What i need to do is manipulate a squid log file.
I have many milions of file in this format:

1442814667.478     76 4.3.2.1 TCP_MISS/200 31845 GET http://pippo.com/inde.html - DIRECT/1.2.3.4 text/css

What i need to do is transform field 7 from Pippo.com - 404 File Not Found in http://pippo.com and write the new file like:

1442814667.478,76,4.3.2.1,TCP_MISS/200,31845,GET, http://pippo.com,-, DIRECT/1.2.3.4,text/css

I can convert file in cvs with awk but have no idea how to modify the field 7.
Can you please help me?
Thanks in advance a.k.a

---------- Post updated at 02:25 AM ---------- Previous update was at 02:13 AM ----------

what i have try is a silly shell code but it's damn slow

[root@site a]# cat log.log |while read a b c d e f g h i l;
do
PIPPO=`echo $g |cut -f1 -d"/"`;
PLUTO=`echo $a |cut -f1 -d"."`;
echo "$PLUTO,$b,$c,$d,$e,$f,$PIPPO,$h,$i,$l" >>sasha.csv
done
[root@site a]# -

Don_Cragun · September 25, 2015, 3:38am

I don't understand.

Why is your output field separator sometimes a comma and sometimes a space and a comma? Why aren't all of the spaces removed from the output?

There is no "Pippo.com - 404 File Not Found" in your input file (in field 7 nor anywhere else). Are you just saying that you want to remove the last slash character ( / ) and everything that following from field 7?

Furthermore, your sample code removes the period and everything following it from the 1st field; but your desired output shows no change at all to field 1 AND your description of your problem says nothing about changing field 1.

Please be more clear in your explanation of what you are trying to do.

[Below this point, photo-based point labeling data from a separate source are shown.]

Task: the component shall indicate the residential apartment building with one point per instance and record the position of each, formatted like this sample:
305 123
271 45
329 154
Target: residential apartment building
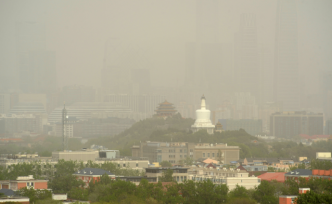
179 174
91 174
228 153
231 177
174 152
94 127
88 155
15 123
22 182
251 126
328 127
291 124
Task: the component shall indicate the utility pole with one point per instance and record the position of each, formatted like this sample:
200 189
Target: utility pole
64 121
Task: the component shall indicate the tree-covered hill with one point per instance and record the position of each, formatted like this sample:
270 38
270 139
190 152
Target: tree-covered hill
141 131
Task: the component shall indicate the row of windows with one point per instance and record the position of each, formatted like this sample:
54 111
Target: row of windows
181 150
208 154
124 165
179 178
173 156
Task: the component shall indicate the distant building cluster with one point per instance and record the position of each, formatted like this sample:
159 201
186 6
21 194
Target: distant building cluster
174 152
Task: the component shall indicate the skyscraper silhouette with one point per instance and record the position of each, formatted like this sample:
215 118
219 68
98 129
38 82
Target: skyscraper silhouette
286 72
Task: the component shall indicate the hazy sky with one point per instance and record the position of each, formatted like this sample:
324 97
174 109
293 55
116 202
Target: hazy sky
77 31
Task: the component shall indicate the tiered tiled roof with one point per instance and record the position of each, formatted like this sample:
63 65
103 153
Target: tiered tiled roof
165 109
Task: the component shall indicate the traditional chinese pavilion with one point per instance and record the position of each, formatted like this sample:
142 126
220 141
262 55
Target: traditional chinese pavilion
165 109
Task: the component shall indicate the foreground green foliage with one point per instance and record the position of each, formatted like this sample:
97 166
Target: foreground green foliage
63 169
312 197
176 129
35 195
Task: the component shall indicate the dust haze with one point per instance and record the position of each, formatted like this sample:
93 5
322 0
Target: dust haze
249 58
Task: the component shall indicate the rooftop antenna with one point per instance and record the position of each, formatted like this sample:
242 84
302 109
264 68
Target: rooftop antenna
64 122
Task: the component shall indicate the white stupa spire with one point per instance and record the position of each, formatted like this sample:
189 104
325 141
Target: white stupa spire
203 118
203 104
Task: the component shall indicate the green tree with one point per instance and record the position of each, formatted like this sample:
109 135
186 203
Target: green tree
312 197
267 192
220 158
188 161
78 193
165 164
207 192
64 183
242 201
35 195
238 192
320 164
167 176
172 194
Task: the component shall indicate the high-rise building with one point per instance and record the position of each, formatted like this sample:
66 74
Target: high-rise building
36 67
144 104
77 93
291 124
286 71
248 70
251 126
326 92
4 103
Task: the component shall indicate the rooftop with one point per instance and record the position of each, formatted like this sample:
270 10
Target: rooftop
93 172
299 172
269 176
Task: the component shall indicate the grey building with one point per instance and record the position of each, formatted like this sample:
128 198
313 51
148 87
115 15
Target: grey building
290 124
251 126
174 152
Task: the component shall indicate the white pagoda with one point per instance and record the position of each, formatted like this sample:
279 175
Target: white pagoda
203 119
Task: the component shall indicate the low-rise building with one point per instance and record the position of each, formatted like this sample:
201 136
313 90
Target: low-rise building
91 174
22 182
129 163
179 174
298 173
137 179
231 177
87 155
251 126
174 152
270 176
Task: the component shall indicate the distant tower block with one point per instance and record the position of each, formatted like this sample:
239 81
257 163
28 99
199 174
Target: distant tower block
203 119
165 109
218 127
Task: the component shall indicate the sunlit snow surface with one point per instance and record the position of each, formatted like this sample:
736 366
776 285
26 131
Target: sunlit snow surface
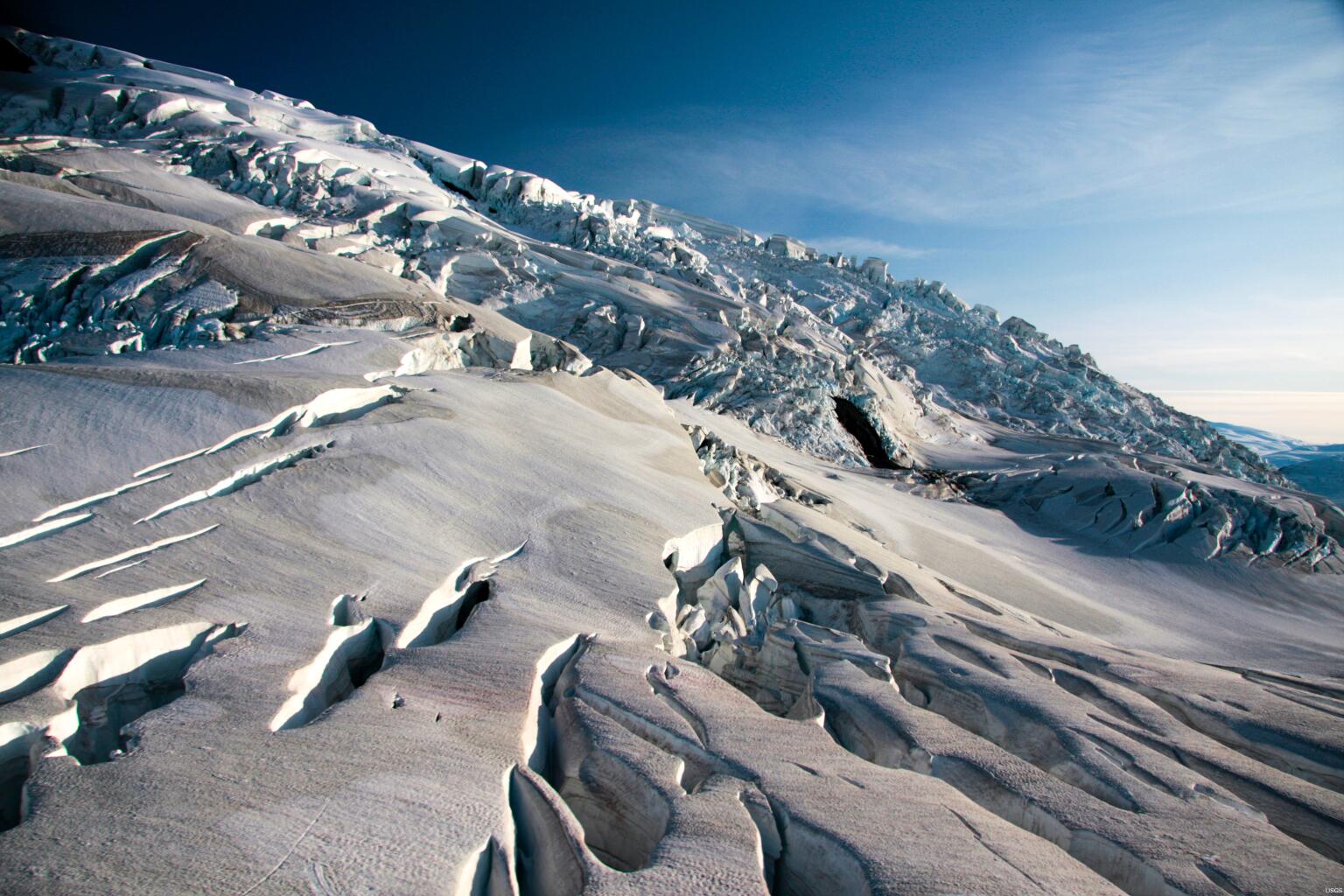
431 528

Don_Cragun · September 25, 2015, 5:52am

Making some wild guesses, here are a couple of ways to do what you seem to want: one using an awk script and one just using shell built-ins (assuming that you are using a shell that performs basic POSIX shell parameter expansions):

#!/bin/ksh
awk -v OFS=, '
{	sub("[.][^.]*$", "", $1)
	sub("/[^/]*$", "", $7)
	$1=$1
}
1' log.log >>sasha.csv

while read a b c d e f g h i j
do	printf '%s,%s,%s,%s,%s,%s,%s,%s,%s,%s\n' "${a%.*}" "$b" "$c" "$d" "$e" \
	    "$f" "${g%/*}" "$h" "$i" "$j"
done < log.log >> sasha.csv

As always, if you want to use awk on a Solaris/SunOS system, change awk to /usr/xpg4/bin/awk or nawk .

With your sample input, both of these produce the output:

1442814667,76,4.3.2.1,TCP_MISS/200,31845,GET,http://pippo.com,-,DIRECT/1.2.3.4,text/css

aka0017 · September 25, 2015, 6:02am

Sorry, will try to explain it better.

what i have is a common squid log forrmat.
what i need is to load in a database this log file.

What is my flow:

convert log file separated by space in a CSV file.
trim the destination url field cause i'm not intersted in full url but only in destination, so http://www.blablabla.com/bla.html have to be transformed in
www.blablabla.com.
(btw, sorry i forget to uncheck "Automatically parse links in text")

What i say is that for me is simple create a CSV file, and with the shell code trim the file but shell code is very very slow. What i need is understand how to make a sed/awk script that will "clean" only the filed 7 (url)

Thank in advance and sorry for the poor and confudes information in first post.

Don_Cragun · September 25, 2015, 7:56pm

Did you look at post #3 in this thread? If shows you how to use awk and how to use a shell script to trim fields 1 & 7 in ways that should be considerably faster than your current shell script. It should be easy for you to remove a sub() statement from the awk script or remove a parameter expansion from the shell script if you don't want to modify field 1.